This evening I took the kids to a community event in honor of Yom Hazikaron (Israeli Memorial Day) and Yom Haatzmaut (Independence Day). It wouldn’t have been on my radar if I hadn’t been contacted by two different organizers and asked to participate. Towards the end of the program, there is a segment in which people in the community who will be learning in Israel for the year or moving to Israel are asked to come up and light a candle. We were contacted to be part of that segment.
Yesterday I told one organizer that my kids might be able to attend, but dh was working and I had a consult followed by an interview (for an article about homeschooling) scheduled for that time, so as much as I would have liked to participate, it wasn’t realistic for me to be there. Then this afternoon, the person who had wanted the consultation had a sore throat and couldn’t talk, so we cancelled for this evening. What was really nice about this was it allowed me to go with the kids for the event, though I told them I’d still have to leave early to go to the interview and they could walk home themselves.
I didn’t know what to expect, but the event was very nicely done. It was a nice blend of memorial/somber and celebration/joy, and the kids were for the most part interested throughout the entire 2 hour presentation (the littles were a bit restless toward the end, but were great for the most part). I myself felt very emotional about the Yom Hazikaron part -I particularly as my children get older, I really feel how young the soldiers in the army actually are, just 18, and how many of them have died to protect their fellow Jews. And I think of their mothers, fathers, siblings, spouses…
The Yom Hazikaron section was followed by the Yom Haatzmaut section – it was very appropriate to organize the evening like this, which led to me to think about how appropriate it is to have the two days as national holidays in Israel one after the other. Honoring the sacrifices before celebrating what they sacrificed for.
At about 8:35, I realized that if I pushed off the interview for 10 or 15 minutes (until 9:10), I could stay with the kids for when they went on stage and then take them home. The only challenge was I didn’t have the number for the woman I was supposed to meet with me and couldn’t find a phone book in the building, and the only thing I could think of was to drive home, call her, and drive back (about a ten minute process).

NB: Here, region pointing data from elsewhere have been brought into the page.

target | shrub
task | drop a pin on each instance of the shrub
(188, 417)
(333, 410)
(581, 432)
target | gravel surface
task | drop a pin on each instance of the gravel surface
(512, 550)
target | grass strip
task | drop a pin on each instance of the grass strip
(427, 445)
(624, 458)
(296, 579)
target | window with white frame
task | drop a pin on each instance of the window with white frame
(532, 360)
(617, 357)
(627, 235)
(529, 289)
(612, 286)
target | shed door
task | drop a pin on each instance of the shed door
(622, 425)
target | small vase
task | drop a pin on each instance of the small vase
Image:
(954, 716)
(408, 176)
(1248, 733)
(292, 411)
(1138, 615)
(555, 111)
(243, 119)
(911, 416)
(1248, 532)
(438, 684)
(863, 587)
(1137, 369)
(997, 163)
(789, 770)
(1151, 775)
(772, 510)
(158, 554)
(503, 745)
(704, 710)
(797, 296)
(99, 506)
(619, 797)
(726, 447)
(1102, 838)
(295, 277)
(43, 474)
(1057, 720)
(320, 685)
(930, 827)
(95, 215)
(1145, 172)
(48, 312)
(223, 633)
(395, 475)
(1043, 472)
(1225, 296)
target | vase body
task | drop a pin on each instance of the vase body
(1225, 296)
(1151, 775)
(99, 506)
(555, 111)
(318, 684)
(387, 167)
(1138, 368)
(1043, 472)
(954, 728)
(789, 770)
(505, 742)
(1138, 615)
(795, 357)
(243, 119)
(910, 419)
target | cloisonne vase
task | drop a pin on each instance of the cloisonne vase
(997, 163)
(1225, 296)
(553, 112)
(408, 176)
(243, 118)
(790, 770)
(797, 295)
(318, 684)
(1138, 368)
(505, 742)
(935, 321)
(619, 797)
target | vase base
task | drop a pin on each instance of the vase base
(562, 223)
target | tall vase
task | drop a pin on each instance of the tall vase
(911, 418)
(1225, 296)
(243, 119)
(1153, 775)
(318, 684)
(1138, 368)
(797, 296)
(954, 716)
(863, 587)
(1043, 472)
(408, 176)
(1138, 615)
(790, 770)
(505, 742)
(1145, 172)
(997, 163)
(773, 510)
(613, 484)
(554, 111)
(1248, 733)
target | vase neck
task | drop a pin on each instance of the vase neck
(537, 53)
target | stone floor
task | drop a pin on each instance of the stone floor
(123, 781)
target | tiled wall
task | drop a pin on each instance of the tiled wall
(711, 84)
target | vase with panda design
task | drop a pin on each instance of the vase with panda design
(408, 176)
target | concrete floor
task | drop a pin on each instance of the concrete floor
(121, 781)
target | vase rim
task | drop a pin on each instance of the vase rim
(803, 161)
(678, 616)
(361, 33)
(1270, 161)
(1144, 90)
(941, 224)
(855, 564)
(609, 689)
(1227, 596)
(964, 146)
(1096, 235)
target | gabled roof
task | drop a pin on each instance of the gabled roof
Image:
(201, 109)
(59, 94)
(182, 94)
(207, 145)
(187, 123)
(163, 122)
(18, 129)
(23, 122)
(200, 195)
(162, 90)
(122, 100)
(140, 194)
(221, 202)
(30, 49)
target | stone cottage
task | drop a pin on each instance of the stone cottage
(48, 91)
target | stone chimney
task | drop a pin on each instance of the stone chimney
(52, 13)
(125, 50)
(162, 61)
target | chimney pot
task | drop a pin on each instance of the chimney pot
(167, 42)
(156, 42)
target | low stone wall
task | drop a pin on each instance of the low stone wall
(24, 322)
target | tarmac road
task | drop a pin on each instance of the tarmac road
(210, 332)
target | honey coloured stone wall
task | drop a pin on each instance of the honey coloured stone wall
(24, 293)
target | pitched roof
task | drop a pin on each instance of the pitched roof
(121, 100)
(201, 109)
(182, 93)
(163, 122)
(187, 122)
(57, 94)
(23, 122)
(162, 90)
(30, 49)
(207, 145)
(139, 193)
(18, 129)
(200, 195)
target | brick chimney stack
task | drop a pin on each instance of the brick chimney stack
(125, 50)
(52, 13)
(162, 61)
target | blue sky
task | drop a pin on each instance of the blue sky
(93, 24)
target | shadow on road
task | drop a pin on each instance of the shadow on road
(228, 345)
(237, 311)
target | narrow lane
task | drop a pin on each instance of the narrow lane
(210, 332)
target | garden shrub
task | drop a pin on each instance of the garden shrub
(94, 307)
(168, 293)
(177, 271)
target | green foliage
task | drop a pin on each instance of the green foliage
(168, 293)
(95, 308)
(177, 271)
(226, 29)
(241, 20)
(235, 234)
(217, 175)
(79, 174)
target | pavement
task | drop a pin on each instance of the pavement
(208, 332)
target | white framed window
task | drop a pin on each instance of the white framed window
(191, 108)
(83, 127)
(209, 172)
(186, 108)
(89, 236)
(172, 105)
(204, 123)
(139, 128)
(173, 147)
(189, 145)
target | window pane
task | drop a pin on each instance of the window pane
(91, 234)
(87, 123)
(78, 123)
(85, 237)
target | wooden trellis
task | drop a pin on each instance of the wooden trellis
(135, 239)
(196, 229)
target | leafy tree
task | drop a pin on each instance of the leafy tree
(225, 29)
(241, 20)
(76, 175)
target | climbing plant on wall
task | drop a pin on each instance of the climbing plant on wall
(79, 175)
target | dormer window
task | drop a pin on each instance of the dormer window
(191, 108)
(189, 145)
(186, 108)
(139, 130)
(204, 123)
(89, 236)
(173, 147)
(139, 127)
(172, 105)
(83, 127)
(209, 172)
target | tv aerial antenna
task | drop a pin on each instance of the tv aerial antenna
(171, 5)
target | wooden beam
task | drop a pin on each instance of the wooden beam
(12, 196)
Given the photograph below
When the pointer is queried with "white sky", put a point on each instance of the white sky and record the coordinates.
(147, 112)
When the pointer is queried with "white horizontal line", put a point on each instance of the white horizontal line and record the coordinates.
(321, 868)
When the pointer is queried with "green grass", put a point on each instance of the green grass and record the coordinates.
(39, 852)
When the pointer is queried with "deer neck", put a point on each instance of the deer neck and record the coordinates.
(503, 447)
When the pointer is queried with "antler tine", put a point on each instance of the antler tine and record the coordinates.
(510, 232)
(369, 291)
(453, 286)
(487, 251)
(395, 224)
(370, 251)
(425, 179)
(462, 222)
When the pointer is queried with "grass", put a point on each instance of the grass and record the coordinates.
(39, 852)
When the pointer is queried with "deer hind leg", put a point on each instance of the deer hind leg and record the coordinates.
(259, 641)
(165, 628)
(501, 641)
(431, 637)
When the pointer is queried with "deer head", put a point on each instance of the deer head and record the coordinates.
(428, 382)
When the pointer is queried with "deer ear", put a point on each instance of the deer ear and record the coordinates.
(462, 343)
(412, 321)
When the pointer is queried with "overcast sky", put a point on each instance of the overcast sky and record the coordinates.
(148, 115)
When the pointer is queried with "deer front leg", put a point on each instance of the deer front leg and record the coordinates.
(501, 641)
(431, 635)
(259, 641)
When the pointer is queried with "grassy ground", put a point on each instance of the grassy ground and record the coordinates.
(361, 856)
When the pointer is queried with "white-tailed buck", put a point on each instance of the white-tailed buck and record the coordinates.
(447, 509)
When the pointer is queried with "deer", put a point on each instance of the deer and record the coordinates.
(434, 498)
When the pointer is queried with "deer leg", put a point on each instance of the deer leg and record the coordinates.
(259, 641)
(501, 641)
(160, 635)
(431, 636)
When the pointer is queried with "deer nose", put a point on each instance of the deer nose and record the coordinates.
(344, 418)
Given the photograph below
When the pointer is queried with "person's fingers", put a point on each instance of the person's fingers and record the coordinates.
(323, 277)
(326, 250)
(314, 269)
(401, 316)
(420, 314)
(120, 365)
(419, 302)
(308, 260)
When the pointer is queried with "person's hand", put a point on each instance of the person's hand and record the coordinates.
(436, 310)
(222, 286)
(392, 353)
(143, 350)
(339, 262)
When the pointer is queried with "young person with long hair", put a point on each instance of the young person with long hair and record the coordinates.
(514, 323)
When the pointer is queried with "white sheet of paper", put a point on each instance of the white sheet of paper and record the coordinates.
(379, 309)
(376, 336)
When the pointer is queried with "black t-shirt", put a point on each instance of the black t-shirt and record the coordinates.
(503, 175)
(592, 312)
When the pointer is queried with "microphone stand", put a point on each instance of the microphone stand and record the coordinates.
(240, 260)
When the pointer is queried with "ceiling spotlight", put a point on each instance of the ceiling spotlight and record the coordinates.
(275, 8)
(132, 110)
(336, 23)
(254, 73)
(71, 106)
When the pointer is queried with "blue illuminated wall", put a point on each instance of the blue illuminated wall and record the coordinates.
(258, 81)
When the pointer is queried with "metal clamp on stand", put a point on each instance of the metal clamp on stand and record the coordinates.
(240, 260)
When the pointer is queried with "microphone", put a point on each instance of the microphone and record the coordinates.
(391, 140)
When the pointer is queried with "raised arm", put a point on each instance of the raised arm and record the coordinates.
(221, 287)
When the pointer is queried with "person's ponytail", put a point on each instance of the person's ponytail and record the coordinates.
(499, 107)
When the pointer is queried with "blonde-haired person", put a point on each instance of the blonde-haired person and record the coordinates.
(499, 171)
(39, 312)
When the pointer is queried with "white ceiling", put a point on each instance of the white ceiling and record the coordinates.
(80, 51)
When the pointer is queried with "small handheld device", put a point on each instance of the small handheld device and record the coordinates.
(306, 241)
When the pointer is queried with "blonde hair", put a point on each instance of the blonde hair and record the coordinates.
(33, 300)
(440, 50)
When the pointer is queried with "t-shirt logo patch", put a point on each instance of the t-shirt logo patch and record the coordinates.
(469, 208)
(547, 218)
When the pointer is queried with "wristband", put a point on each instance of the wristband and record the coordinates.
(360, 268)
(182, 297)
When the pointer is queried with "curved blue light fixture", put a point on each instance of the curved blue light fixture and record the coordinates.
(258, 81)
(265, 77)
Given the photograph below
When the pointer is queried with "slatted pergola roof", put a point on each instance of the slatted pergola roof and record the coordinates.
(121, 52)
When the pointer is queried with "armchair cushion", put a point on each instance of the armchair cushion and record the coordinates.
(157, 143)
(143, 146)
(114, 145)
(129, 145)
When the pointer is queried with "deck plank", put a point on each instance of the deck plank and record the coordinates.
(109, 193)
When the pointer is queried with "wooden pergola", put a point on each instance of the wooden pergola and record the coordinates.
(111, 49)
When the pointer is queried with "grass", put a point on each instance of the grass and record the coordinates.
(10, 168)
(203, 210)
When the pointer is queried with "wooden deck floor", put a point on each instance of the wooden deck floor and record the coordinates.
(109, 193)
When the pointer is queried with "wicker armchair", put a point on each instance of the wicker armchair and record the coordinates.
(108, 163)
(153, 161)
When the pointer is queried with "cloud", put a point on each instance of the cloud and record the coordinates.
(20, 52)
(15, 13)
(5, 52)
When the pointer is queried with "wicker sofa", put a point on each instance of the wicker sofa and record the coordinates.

The challenge was that I didn’t know exactly when our family was supposed to get called up, and by leaving for ten minutes at that point, I wouldn’t be able to go up with the kids (though the kids had been planning to go on stage without me, we all preferred that I be with them).
Just as I told the kids I had to leave, I suddenly heard them announce our name – I hadn’t expected to be the first ones called up for this portion of the evening! The reason they highlight this is an encouragement to the families making this choice, as well as to the families here to see that people are making this move. I was especially glad we agreed to be there, since we ended up being the only family moving to Israel who was able to participate – usually there are a number of families who participate in this part of the program, but this year, everyone else either wasn’t available, was uncomfortable being on stage, or isn’t yet ready to be public about their plans to move.
So it worked out perfectly: we were introduced, went on stage, lit a candle, and then zipped out to the van. While the kids strapped in, I called the woman to tell her I’d be ten minutes late (I forgot that I had asked one of the kids to bring the local phone list to the van right before we left home – had I remembered, I would have spared myself some mental pressure), and then dropped the kids off at home before zooming off to my appointment. (And with all of my worrying about being late, I made it there just 4 minutes after our originally scheduled time.)
We had scheduled from 9 – 10 pm to talk, but I ended up being there until 11:20; it was very comfortable chatting with her. You never know how people perceive you so it will be interesting to see the article when the magazine comes out (it should be in the next three weeks, before the conference).